Они набросали сухих веток на груду тряпья и подожгли их. Осторожность требовала, чтобы никто не мог опознать погибших французов, поэтому обнаженные тела были также брошены в огонь. Затем бандиты скрылись в лесу.
Оставшиеся без присмотра мулы опрокинули паланкин. Мальчик увидел отблески огня и, спотыкаясь, побрел к костру. Он был охвачен ужасом. Ему показалось, что он видит в огне тела своих родителей. Он приблизился к костру и попытался вытащить из пламени тело матери, но лишь обжег руки. Он видел как глаза отца выкатились из глазниц. Рыжие локоны матери сгорели и голова ее начала обугливаться. Мальчик вскрикнул и бросился бежать.
Ужас и отчаяние придавали ему сил, и он летел как на крыльях.

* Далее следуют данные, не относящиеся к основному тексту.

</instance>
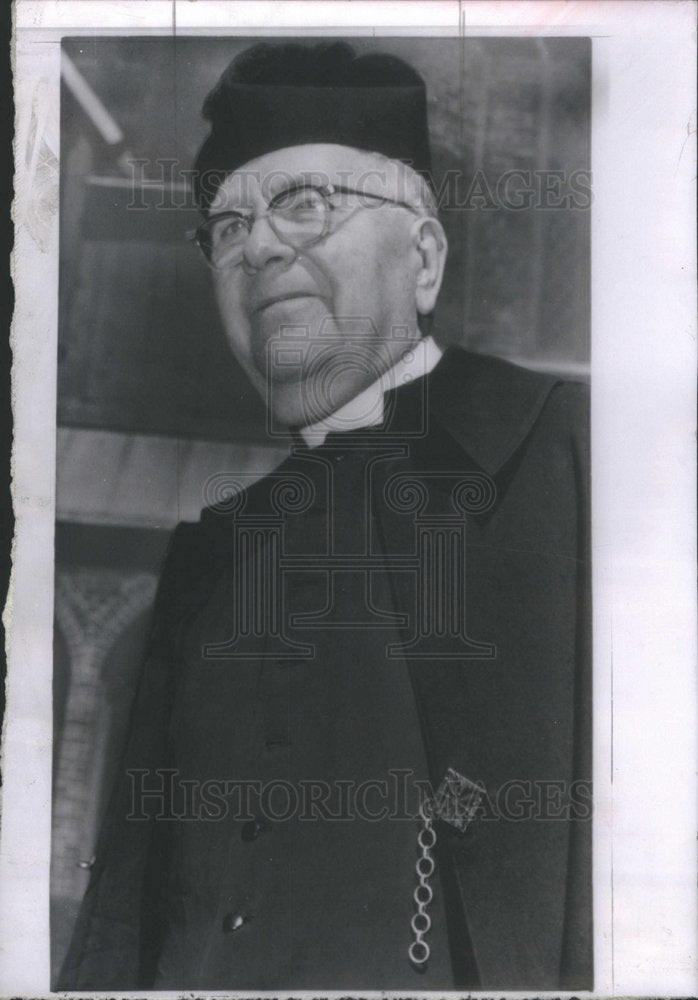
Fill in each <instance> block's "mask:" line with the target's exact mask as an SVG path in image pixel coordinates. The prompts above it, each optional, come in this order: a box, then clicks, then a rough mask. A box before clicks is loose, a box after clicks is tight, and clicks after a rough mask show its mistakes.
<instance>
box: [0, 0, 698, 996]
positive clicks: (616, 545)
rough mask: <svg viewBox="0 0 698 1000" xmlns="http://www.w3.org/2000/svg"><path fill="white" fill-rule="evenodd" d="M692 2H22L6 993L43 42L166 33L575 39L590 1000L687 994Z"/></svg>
mask: <svg viewBox="0 0 698 1000" xmlns="http://www.w3.org/2000/svg"><path fill="white" fill-rule="evenodd" d="M696 9H697V8H696V4H695V3H694V2H693V0H683V2H678V3H671V4H669V3H666V2H663V0H649V2H647V0H626V2H618V3H616V2H606V0H602V2H595V3H574V2H546V0H543V2H531V3H528V2H518V0H500V2H472V3H468V2H466V3H460V4H459V3H456V2H449V0H446V2H434V3H430V2H426V3H419V4H417V3H405V2H401V3H400V2H388V0H373V2H351V3H346V2H343V0H340V2H334V0H333V2H329V0H323V2H315V3H296V2H282V3H280V2H276V3H268V2H256V0H254V2H245V3H239V2H232V3H231V2H227V0H195V2H192V0H181V2H169V0H130V2H128V3H124V2H114V0H112V2H102V0H91V2H90V3H89V4H86V3H84V2H81V0H17V3H16V8H15V23H16V36H15V55H16V70H15V72H16V76H15V98H16V104H17V133H16V163H17V179H16V198H15V206H14V217H15V227H16V248H15V255H14V275H15V278H14V280H15V290H16V312H15V319H14V324H13V342H12V347H13V352H14V369H13V406H14V419H15V446H14V461H13V477H14V481H13V494H14V504H15V515H16V534H15V544H14V552H13V560H14V568H13V575H12V582H11V590H10V594H9V597H8V603H7V607H6V611H5V621H6V624H7V627H8V633H9V639H8V660H9V664H8V682H7V718H6V722H5V730H4V734H3V735H4V740H3V773H4V780H5V784H4V789H3V793H2V795H3V799H2V805H3V817H2V829H1V831H0V833H1V839H0V926H2V927H3V944H2V952H1V953H0V993H2V994H12V995H23V996H45V995H48V994H49V945H48V942H49V925H48V913H49V858H50V813H51V756H52V755H51V730H52V701H51V681H52V615H53V569H54V566H53V535H54V512H55V422H56V421H55V411H56V396H55V392H56V335H57V302H58V157H59V136H58V122H59V115H58V110H59V96H58V95H59V65H60V39H61V37H62V36H65V35H78V34H86V35H102V36H104V35H109V34H119V35H125V34H134V35H136V34H161V35H171V34H173V33H174V32H176V33H177V34H181V35H193V34H197V35H204V34H210V35H218V36H220V35H224V34H249V35H261V34H267V33H268V34H270V35H276V34H281V33H285V34H301V33H302V34H305V35H308V34H315V33H317V34H318V35H320V34H330V35H331V34H355V35H356V34H363V33H372V34H373V33H375V34H376V35H380V34H425V35H427V34H432V35H446V34H452V35H456V34H458V33H459V32H460V33H464V34H465V35H466V36H467V35H497V34H509V35H519V36H522V35H523V36H546V35H548V36H555V35H586V36H590V37H592V39H593V92H592V95H593V96H592V114H593V118H592V121H593V124H592V166H593V198H594V201H593V208H592V211H593V215H592V425H593V426H592V430H593V437H592V441H593V448H592V455H593V559H594V636H595V641H594V684H595V688H594V754H595V769H594V785H595V820H594V823H595V826H594V922H595V938H594V940H595V992H594V994H593V995H596V996H621V995H623V996H643V995H644V996H646V995H656V996H682V995H692V994H695V993H696V992H697V991H698V978H697V974H696V968H697V962H696V926H697V920H696V893H695V881H696V879H695V876H696V815H697V809H696V805H697V797H696V786H695V765H696V731H697V727H696V702H697V697H696V695H697V684H696V611H695V604H696V602H695V563H696V558H695V556H696V545H695V535H696V531H695V525H696V519H695V509H696V505H695V437H694V429H695V382H696V377H695V373H696V312H695V290H696V288H695V273H696V249H695V247H696V244H695V220H694V212H693V206H694V205H695V163H696V143H695V26H696ZM396 25H400V27H399V28H396V27H395V26H396ZM140 995H141V996H142V994H140ZM158 995H159V996H166V995H167V994H158ZM173 995H174V994H173ZM189 995H191V994H189ZM206 995H210V994H209V993H207V994H206ZM294 995H300V994H298V993H297V992H296V993H294ZM376 995H378V994H376ZM511 995H512V996H516V995H525V994H511ZM590 995H592V994H590Z"/></svg>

Он бежал на своих длинных ногах по лесной тропе, затем тропа вывела его на проезжую дорогу, которая спускалась к Сене и Руану; он не останавливался до тех пор, пока боль в груди и удушье не остановили его. Он совершенно изнемог и был не в состоянии двигаться дальше.
Между скалой и корнями огромного старого дерева было немного свободного места. Он забрался в это убежище и лежал там, дрожа и всхлипывая. Приближался рассвет. Мальчику показалось, что отец и мать пришли пожелать ему спокойной ночи, как они всегда это делали. Ничего не случилось с глазами его отца, и рыжие волосы матери выглядели как прежде.